Int J Radiat Biol. 2007 Apr;83(4):221-30. doi: 10.1080/09553000701227565.
This work is based on our earlier research of the Resonant Recognition Model (RRM), where we have proposed that protein activation is electromagnetic in its nature. In this study we investigated experimentally the possibility of modulating the protein activity by the electromagnetic radiation of the specific frequency. The concept is studied here by applying a visible light radiation to example of 1-Lactate Dehydrogenase enzyme (LDH).
The selected LDH example is radiated by monochromatic visible light in a frequency range predicted computationally by the RRM. The kinetics of the irradiated LDH is measured by continuous monitoring of the NADH absorption at 340 nm.

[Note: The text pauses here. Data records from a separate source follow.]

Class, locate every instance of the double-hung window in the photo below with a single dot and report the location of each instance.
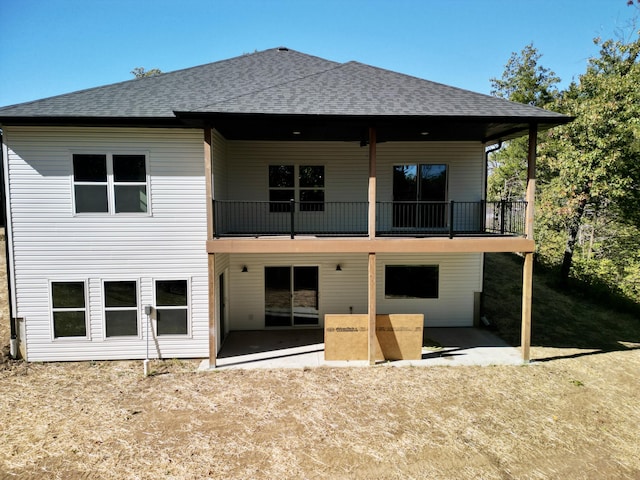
(304, 183)
(110, 183)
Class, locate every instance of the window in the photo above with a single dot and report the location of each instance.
(106, 183)
(172, 307)
(121, 308)
(283, 184)
(411, 281)
(281, 187)
(69, 309)
(420, 195)
(290, 296)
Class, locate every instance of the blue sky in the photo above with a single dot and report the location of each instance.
(50, 47)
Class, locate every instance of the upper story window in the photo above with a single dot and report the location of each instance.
(110, 183)
(304, 183)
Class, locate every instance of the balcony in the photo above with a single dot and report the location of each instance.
(349, 219)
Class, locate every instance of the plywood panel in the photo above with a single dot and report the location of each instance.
(399, 337)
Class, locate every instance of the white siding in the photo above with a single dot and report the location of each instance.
(338, 290)
(460, 275)
(50, 243)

A comparative analysis of the LDH enzyme activity before and after the electromagnetic field (EMF) exposures is performed. It was found that the LDH activity is selectively increased only by the radiation at the particular wavelengths of 595 nm and 828 nm. These experimentally determined wavelengths of the applied EMF are within the range predicted by the RRM.

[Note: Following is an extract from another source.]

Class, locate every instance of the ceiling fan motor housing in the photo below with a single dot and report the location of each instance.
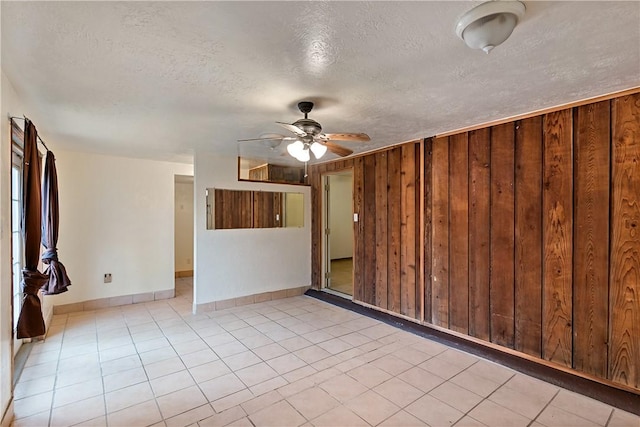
(309, 126)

Results reveal the LDH activity was modulated by the EMF exposures at the computationally predicted frequencies. The RRM concept presented provides new insights into proteins susceptibility to perturbation by electromagnetic radiation and possibility to program, predict, design and modify proteins and their bioactivity.
本研究基于我们早期对共振识别模型(RRM)的研究,我们在该研究中提出蛋白质激活本质上是电磁性的。在本研究中,我们通过实验研究了利用特定频率的电磁辐射调节蛋白质活性的可能性。这里通过以1-乳酸脱氢酶(LDH)为例应用可见光辐射来研究这一概念。
所选的LDH样本在RRM通过计算预测的频率范围内用单色可见光进行辐射。通过连续监测340nm处NADH的吸光度来测量辐照后LDH的动力学。
对电磁场(EMF)暴露前后的LDH酶活性进行了比较分析。发现仅在595nm和828nm的特定波长处的辐射会选择性地增加LDH活性。这些通过实验确定的所施加EMF的波长在RRM预测的范围内。
结果表明,在通过计算预测的频率下,EMF暴露可调节LDH活性。所提出的RRM概念为蛋白质对电磁辐射扰动的敏感性以及对蛋白质及其生物活性进行编程、预测、设计和修饰的可能性提供了新的见解。